Friday 12 February 2010

Quinientas almas


A mediados del siglo pasado un médico británico presentó un estudio que concluía que, en el momento de la muerte, el cuerpo humano perdía exactamente 21 gramos de peso, lo que le llevó a elaborar la esotérica, novelesca y cinematográfica teoría de que la pérdida de lastre corresponde al abandono del alma.
No tengo ni los conocimientos científicos ni la osadía de rebatir tamaña teoría, pero sí la humilde sensación de que mi cuerpo aloja un alma infinitamente más pesada.
Recientemente me contaron el desgraciado caso de un señor al que tuvieron que realizar una especie de liposucción post mortem para poder encajar su cuerpo sin vida en un ataúd estándar. Probablemente se trataba de un alma igual de estándar y que refrenda la teoría. Yo, que soy un cabezota irremediable, tengo curiosidad por saber qué aspecto tendré en el momento de mi muerte por que sospecho que podría perder aproximadamente la mitad de mi masa corporal, aunque a la hora de eliminar mis restos resultará bastante irrelevante ya que espero que se cumpla mi voluntad de ser incinerado.
El sueño, el estado humano más similar a la muerte, me resulta particularmente liberador y no exactamente en el sentido físico. Cuando me siento triste o presionado y el diabólico ritmo de trabajo me lo permite, me gusta dormir. Pero lo hago simplemente por la necesidad de escapar de mi mismo, de apagar el interruptor. Aunque no tenga sueño y haya dormido hasta las once de la mañana, tengo el superpoder de convocar esta especie de muerte en vida durante 48 horas seguidas. Si tengo la desgracia de que alguna inoportuna pesadilla interrumpe mi trance, utilizo mis poderes para volver a esta especie de suicidio temporal. Sólo entonces, mientras mis niños comentan asombrados la longevidad de mi reposo, me siento verdaderamente liviano. Yo creo que en tan gratos momentos no sólo es mi alma la que se emancipa, también salen de farra las otras que me atenazan día a día y que, por este concepto jesuítico de la culpa, acepto llevar conmigo sin que nadie me lo haya pedido.

Monday 1 February 2010

Un día perfecto para el pez plátano


La artrosis llevó a Sybil a aquella playa 70 años después. Había reservado la 507, en el quinto piso.
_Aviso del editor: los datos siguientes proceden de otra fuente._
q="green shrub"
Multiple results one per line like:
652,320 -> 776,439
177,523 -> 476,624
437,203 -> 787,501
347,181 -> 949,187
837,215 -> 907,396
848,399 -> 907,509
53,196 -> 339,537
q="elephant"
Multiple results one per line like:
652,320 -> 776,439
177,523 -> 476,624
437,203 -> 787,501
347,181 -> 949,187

Antes de enfundarse el albornoz rastreó en busca de un aroma enterrado bajo miles de lavados. Bajó descalza al vestíbulo. El piano y la Sala Océano habían desaparecido. Paseó por el borde firme de la playa hacia el pabellón de los pescadores. No había castillos de arena ni clientes en esa época del año. Fuera ya de la zona reservada a los huéspedes del hotel escudriñó en su memoria antes de elegir un trozo de arena en el que depositar el albornoz plegado, primero a lo largo, y después en tres dobleces.
Cuando el agua le llegaba a la cintura, creyó sentirse sujeta por las suaves manos de Seymour. “Hace un día perfecto para el pez plátano”, pensó antes de perderse en la inmensidad del horizonte.

El jueves 28 de enero falleció J.D. Salinger tras sobrevivir 91 años al suicidio.